Come notano gli autori, questo crea una sorta di “epidemia” di penalizzazione dell’incertezza: un modello che risponde sempre, anche quando non sa, supera spesso un modello che ammette i propri limiti. Le leaderboard che guidano la competizione tra sistemi AI rinforzano quindi il comportamento di “bluff”.


I fattori alla base delle allucinazioni

Le cause delle allucinazioni non si esauriscono nell’indovinare sotto incertezza. Il paper evidenzia una pluralità di fattori:

  • Arbitrarietà dei dati: informazioni non regolari, come compleanni o titoli di tesi, che non possono essere apprese se non per memorizzazione diretta.

  • Modelli poveri: quando l’architettura non è in grado di rappresentare certe funzioni, come nel caso dei trigrammi incapaci di catturare dipendenze di lungo raggio.

  • Distribution shift: discrepanze tra i dati di training e quelli di test, che portano i modelli a fallire su input “fuori distribuzione”.

  • GIGO (Garbage In, Garbage Out): la bassa qualità dei dati di addestramento si traduce direttamente in errori di generazione.

Inoltre, gli autori collegano le allucinazioni a concetti classici della teoria dell’apprendimento come la dimensione VC (Vapnik e Chervonenkis, 1971), che quantifica la complessità delle funzioni che un modello può apprendere. In particolare, fatti arbitrari e randomizzati hanno alta complessità e dunque portano a errori inevitabili.


Una proposta di riforma: cambiare le metriche di valutazione


La tesi più forte del paper è che, per ridurre le allucinazioni, non basta migliorare gli algoritmi: occorre ripensare come valutiamo i modelli.

In particolare, gli autori propongono:

  • penalizzare in misura maggiore gli errori sicuri rispetto alle risposte caute;

  • premiare risposte come “non lo so” (IDK) quando appropriate;

  • introdurre soglie di confidenza esplicite nelle valutazioni, analoghe a quelle usate in alcuni esami standardizzati, dove rispondere a caso è penalizzante più del lasciare vuoto.


Un’idea correlata è quella della behavioral calibration: il modello dovrebbe essere valutato non solo sulla correttezza, ma anche sulla sua capacità di astenersi quando la probabilità di avere ragione è troppo bassa.

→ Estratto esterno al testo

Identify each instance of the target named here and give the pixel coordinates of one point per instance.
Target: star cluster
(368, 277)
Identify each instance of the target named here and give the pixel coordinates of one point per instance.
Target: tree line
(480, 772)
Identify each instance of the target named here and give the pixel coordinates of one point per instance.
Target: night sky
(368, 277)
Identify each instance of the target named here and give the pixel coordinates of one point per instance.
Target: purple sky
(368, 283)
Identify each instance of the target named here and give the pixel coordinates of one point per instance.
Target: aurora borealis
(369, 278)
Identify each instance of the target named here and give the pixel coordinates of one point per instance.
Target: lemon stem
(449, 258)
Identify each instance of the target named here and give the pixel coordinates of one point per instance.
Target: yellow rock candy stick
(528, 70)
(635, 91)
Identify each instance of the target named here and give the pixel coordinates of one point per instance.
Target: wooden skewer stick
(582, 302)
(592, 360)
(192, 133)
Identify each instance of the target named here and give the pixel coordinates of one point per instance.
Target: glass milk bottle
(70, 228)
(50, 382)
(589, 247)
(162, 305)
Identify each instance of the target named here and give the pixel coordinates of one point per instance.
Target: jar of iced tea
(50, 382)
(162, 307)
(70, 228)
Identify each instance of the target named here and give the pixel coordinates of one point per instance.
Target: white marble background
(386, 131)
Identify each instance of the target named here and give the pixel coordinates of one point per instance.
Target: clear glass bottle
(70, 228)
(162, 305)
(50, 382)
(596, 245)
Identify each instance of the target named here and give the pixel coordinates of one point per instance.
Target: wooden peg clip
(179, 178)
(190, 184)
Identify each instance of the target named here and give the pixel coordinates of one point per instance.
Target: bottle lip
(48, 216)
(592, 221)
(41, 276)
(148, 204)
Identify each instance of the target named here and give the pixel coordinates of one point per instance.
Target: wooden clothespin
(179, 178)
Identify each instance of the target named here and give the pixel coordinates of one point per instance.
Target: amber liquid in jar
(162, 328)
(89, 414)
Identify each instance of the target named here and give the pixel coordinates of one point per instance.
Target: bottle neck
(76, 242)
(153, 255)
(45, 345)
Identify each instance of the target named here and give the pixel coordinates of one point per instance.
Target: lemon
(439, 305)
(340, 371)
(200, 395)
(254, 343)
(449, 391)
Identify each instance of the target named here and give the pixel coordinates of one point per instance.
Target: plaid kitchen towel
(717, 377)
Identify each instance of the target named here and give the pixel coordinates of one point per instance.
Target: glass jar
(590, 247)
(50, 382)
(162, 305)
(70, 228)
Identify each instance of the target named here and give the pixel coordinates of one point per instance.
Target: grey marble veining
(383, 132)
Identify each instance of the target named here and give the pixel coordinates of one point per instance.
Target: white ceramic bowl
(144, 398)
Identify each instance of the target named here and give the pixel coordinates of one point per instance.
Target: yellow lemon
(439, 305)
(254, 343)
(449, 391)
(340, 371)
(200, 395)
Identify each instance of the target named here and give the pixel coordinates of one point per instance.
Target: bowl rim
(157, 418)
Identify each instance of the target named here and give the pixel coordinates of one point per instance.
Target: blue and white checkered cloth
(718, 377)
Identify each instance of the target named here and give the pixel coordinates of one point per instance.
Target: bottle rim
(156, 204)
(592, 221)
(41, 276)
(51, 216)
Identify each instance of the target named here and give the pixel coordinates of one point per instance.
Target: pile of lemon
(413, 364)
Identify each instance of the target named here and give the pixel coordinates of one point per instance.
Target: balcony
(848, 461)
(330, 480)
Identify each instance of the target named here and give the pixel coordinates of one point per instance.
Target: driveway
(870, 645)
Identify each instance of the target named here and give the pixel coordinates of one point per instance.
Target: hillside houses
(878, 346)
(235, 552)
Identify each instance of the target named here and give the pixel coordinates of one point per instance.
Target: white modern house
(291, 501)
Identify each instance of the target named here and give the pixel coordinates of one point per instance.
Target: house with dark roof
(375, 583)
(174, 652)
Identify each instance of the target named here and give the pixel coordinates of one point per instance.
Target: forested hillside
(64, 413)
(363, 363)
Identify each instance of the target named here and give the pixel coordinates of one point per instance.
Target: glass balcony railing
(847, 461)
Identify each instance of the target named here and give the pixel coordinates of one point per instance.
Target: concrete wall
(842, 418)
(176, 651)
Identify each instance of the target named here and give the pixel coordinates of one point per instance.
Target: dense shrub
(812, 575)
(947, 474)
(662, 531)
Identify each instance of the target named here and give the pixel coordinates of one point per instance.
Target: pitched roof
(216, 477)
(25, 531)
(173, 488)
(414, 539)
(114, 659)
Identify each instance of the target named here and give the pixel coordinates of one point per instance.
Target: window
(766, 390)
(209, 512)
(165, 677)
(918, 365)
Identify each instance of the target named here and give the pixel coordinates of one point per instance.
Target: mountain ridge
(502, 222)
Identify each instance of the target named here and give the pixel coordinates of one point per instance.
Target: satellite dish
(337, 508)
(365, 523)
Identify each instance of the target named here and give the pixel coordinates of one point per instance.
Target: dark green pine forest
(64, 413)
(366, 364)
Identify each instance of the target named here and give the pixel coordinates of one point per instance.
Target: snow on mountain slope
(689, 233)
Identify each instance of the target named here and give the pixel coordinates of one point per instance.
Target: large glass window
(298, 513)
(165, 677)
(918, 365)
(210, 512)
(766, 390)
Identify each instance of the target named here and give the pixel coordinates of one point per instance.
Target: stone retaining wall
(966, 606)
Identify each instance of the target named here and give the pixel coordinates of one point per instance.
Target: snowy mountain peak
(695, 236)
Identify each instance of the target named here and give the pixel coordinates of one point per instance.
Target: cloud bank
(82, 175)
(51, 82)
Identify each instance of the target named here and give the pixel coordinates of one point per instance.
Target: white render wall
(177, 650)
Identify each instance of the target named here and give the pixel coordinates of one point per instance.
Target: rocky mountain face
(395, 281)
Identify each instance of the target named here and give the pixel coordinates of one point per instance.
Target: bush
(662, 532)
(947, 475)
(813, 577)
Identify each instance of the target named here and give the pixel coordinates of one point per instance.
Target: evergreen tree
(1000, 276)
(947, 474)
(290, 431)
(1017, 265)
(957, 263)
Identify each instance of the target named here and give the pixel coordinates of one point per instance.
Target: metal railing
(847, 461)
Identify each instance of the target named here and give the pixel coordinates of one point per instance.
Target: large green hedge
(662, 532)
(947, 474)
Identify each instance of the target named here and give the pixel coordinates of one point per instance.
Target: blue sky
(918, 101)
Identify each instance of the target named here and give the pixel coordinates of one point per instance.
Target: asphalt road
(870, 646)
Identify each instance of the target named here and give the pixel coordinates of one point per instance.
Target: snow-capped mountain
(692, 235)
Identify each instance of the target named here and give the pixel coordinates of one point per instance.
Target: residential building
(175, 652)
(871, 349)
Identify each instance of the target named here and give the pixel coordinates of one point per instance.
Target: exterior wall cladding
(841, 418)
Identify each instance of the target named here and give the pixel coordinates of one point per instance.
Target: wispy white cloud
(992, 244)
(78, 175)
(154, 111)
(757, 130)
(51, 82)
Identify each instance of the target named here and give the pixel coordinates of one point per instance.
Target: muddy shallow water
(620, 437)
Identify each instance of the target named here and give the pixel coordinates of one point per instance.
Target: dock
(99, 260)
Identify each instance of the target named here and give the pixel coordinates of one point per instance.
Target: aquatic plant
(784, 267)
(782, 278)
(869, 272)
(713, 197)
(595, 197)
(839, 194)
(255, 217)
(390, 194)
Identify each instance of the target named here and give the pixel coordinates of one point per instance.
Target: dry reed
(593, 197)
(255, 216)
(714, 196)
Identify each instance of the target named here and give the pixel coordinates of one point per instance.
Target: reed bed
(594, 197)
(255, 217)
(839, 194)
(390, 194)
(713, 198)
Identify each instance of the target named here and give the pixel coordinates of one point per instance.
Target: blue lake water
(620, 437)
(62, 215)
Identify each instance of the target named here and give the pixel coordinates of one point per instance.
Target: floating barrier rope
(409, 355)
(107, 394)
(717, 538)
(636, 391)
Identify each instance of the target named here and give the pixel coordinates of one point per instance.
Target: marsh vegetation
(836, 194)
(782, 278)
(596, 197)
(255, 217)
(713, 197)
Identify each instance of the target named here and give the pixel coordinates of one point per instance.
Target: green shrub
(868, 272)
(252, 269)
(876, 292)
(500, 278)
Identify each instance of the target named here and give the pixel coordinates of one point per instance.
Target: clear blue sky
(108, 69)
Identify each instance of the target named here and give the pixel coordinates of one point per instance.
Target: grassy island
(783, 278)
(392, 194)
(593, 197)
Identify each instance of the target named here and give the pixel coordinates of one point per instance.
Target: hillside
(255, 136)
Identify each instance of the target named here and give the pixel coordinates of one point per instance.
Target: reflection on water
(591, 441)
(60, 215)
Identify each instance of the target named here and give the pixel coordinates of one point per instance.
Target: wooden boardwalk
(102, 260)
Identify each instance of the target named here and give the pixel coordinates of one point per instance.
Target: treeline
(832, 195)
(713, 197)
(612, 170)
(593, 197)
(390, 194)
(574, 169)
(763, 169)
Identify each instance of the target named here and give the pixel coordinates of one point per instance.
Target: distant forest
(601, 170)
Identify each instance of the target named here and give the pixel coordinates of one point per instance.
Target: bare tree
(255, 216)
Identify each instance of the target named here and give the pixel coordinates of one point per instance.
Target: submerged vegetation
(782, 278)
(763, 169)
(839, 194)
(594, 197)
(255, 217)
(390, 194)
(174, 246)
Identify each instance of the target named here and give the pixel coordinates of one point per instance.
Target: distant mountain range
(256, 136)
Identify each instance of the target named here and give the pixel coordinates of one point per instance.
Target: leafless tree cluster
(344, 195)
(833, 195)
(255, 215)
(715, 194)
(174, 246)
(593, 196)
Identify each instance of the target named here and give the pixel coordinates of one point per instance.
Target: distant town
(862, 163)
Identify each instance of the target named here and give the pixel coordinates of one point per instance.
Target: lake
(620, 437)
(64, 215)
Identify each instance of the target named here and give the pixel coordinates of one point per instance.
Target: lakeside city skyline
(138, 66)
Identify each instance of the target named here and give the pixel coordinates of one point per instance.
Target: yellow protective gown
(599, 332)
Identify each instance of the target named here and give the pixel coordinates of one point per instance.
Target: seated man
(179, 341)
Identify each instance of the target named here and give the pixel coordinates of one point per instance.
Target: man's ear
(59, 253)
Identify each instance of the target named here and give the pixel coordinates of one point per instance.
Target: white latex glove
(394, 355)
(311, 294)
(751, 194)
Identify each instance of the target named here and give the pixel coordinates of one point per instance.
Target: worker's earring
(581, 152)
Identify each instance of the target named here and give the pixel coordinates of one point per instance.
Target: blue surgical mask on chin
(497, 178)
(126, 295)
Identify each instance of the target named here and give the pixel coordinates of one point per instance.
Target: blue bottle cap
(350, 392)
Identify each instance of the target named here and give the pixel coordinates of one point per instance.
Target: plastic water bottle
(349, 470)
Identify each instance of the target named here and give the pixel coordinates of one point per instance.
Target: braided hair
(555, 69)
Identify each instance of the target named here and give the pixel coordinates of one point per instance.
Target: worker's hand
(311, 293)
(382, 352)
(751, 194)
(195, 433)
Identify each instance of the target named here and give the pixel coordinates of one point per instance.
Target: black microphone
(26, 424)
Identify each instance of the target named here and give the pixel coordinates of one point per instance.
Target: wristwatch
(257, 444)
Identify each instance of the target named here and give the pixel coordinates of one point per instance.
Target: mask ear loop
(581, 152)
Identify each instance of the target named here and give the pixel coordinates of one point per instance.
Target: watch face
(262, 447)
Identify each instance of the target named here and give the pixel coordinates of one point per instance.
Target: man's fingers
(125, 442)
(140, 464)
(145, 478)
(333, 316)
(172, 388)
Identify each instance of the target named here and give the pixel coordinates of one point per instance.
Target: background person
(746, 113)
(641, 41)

Implicazioni e prospettive

Questo approccio ribalta la prospettiva dominante. Le allucinazioni non sono più viste come difetti occasionali da correggere con patch tecniche, ma come fenomeni strutturali prodotti da incentivi sbagliati.

Correggere questi incentivi – modificando i benchmark e le leaderboard – significherebbe incoraggiare i modelli a essere onesti piuttosto che a bluffare. In termini pratici, si tratterebbe di spostare la cultura dell’AI da un paradigma “da test a crocette” a un paradigma più vicino alla scienza: meglio ammettere l’incertezza che inventare una risposta falsa.


So what...

Il paper di Kalai, Nachum, Vempala e Zhang fornisce un quadro teorico convincente: le allucinazioni non sono anomalie misteriose, ma un sottoprodotto naturale del training e della valutazione dei modelli linguistici.

Cambiare i benchmark significa cambiare il comportamento dei modelli. Una volta che le regole premieranno la trasparenza piuttosto che l’arroganza, sarà possibile costruire sistemi di intelligenza artificiale più affidabili, capaci di dire “non lo so” e, proprio per questo, degni di maggiore fiducia.